Unfair competition under the UCL means "any unlawful, unfair or fraudulent business act or practice and unfair, deceptive, untrue or misleading advertising. . . ." Written in the disjunctive, Business and Professions Code section 17200 establishes "three varieties of unfair competition—acts or practices which are unlawful, unfair, or fraudulent." (Cel-Tech Communications, Inc. v. Los Angeles Cellular Telephone Co. (1999) 20 Cal.4th 163, 180; accord, Kasky v. Nike, Inc. (2002) 27 Cal.4th 939, 949.)

a. No actionable fraudulent conduct has been alleged

Van Slyke asserts Blue Shield fraudulently concealed the inclusion of maternity benefits in his health care plan. Absent a duty to disclose, however, "the failure to do so does not support a claim under the fraudulent prong of the UCL." (Buller v. Sutter Health (2008) 160 Cal.App.4th 981, 986-987.) Moreover, there simply was no concealment in this case because the maternity benefits were expressly set forth in the text of the plan itself.

b. No "unfair" conduct has been alleged

"In consumer cases arising under the UCL, a business practice is 'unfair' if (1) the consumer injury is substantial; (2) the injury is not outweighed by any countervailing benefits to consumers or competition; and (3) the injury could not reasonably have been avoided by consumers themselves." (Klein v. Chevron U.S.A., Inc. (2012) 202 Cal.App.4th 1342, 1376.) Even under this expansive definition of "unfair," and notwithstanding that whether a challenged practice is unfair generally cannot be determined on demurrer (ibid.), Van Slyke's allegations fall well short of a pleading viable claim.

As we recently explained in Klein v. Chevron U.S.A., Inc., supra, 202 Cal.App.4th at page 1376 and footnote 14, although there is currently a split of authority with respect to the proper definition of the term "unfair" in the context of consumer cases arising under the UCL, the Second District has consistently followed the definition enunciated by our colleagues in Division Eight in Camacho v. Automobile Club of Southern California (2006) 142 Cal.App.4th 1394, 1403. As we did in Klein, we apply that definition here.

Van Slyke's purported injury could have easily been avoided had he only read the terms of his health care plan, something a reasonable person is obligated to do. (See Hadland v. NN Investors Life Ins. Co., supra, 24 Cal.App.4th at p. 1586.) Although a misrepresentation by Blue Shield or its agent would have relieved Van Slyke of that obligation, he failed to allege any such misrepresentation or false assurance occurred. As with his other claims, Van Slyke's UCL cause of action rests on the erroneous premise Blue Shield stood in a fiduciary relationship to him and, as a result, was required to make disclosures and provide advice not generally required when health care plans are sold. The trial court properly rejected Van Slyke's effort to plead a UCL cause of action.

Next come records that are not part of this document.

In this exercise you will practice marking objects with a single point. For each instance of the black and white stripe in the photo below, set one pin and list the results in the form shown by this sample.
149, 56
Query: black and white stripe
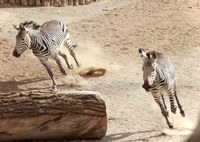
159, 78
46, 42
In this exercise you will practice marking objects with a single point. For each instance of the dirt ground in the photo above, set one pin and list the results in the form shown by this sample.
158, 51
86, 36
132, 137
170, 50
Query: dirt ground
108, 35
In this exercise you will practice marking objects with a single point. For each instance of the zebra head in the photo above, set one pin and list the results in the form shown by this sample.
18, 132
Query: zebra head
149, 68
23, 40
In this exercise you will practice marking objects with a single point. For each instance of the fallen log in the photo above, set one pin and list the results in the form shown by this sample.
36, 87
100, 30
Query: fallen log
39, 115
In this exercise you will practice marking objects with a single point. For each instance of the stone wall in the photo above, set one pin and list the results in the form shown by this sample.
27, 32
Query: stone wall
56, 3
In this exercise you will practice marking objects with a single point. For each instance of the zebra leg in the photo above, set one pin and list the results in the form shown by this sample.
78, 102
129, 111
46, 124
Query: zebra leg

5. The Trial Court Properly Sustained the Demurrer To Van Slyke's Bad Faith Claim

Finally, Van Slyke alleged Blue Shield breached its duty of good faith and fair dealing. This bad faith claim rests on the assertion Blue Shield failed to disclose information material to the parties' contract. As discussed, however, Blue Shield had no affirmative duty of disclosure because there were no misrepresentations, and the actual terms of the health care plan were readily discoverable from the plain text of the plan itself. There is simply no basis for a claim Blue Shield acted in bad faith toward Van Slyke.


The order of dismissal is affirmed. Blue Shield is to recover its costs on appeal.